M.T est né en avril 2000 à Titao. Il est domicilié au secteur 24 de Bobo-Dioulasso, marabout de profession, célibataire sans enfant. Ce dernier a fait croire à A.O qu’il a des génies qui pouvaient fructifier son argent. C’est ainsi que A.O lui remet la somme de 789.000 FCFA en espèce avant de se rendre compte plus tard qu’il a été arnaqué. À la barre, le prévenu reconnait avoir reçu 500.000 FCFA et non 789.000 FCFA comme le prétend A.O. «C’est lui qui m’a contacté premièrement disant que c’est à travers quelqu’un, qu’il a eu mon numéro. Il m’a demandé là où je logeais. Je lui ai dit que j’étais en République de Côte d’Ivoire et il m’a dit que lui il est à Ouangolo. Il m’a proposé de m’envoyer une somme pour que je le rejoigne. Quand je suis arrivé, il m’a amené chez lui, il y’avait trop de bruit. Ensuite, il m’a amené à l’hôtel, je lui ai demandé quel genre de travail il voulait que je fasse. Il m’a fait comprendre que c’est pour attirer la chance. Je lui ai dit de faire des sacrifices, si ça marche de ne pas m’oublier. Deux semaines plus tard, il m’a dit de revenir. Je suis parti et je lui ai demandé des sacrifices à nouveau. Il m’a ainsi remis 500.000 FCFA. L’argent était destiné à acheter un bœuf de 3 ans, un mouton et les 150.000F CFA devraient servir à faire d’autres courses».

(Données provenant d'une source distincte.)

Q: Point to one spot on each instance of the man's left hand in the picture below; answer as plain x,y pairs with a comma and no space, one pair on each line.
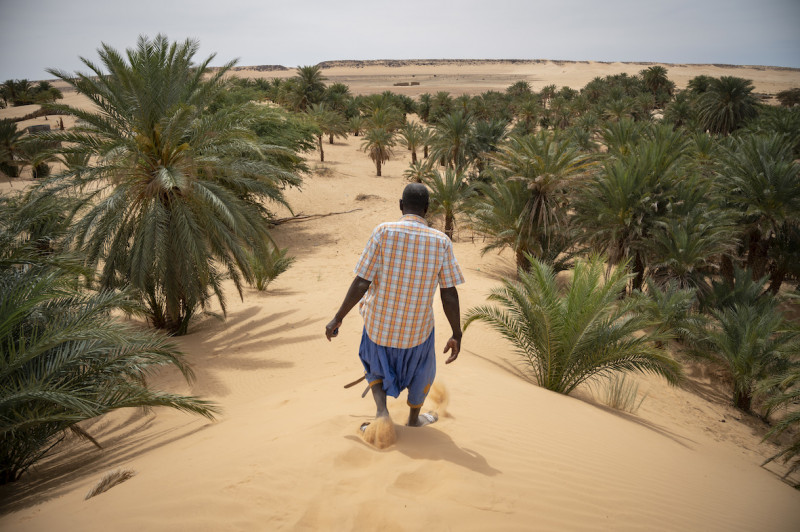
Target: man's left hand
332,329
454,345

A la barre la victime a déclaré: «C’est grâce à un vieux que j’ai connu le marabout. Le vieux m’a dit qu’il recevra des visiteurs et que sa maison est coincée pour les héberger. Je me suis vu obligé de prendre un hôtel pour héberger le marabout qui était avec les visiteurs. C’est ainsi que celui-ci a pris mon numéro. Des jours après il m’appelle qu’il a fait un rêve sur moi et que je devrais devenir riche. Au même moment, je ne l’ai pas cru, mais par la suite avec tout ce qu’il me disait, j’ai fini par le croire. Il m’avait donné une date mais, rien n’a été fait. Je lui ai remis les 789.000 F CFA : 350.000F CFA pour le bœuf, 150.000F CFA pour le mouton, 99.000 F CFA pour des petits besoins ». « Les 150.000 FCFA, je ne les lui ai pas remis, parce que j’ai commencé à le soupçonner », conclut-il.
Après les débats, le Procureur a requis de le relaxer puisqu’il estime qu’il n’y a rien comme infraction. Le tribunal l’a suivi dans sa délibération.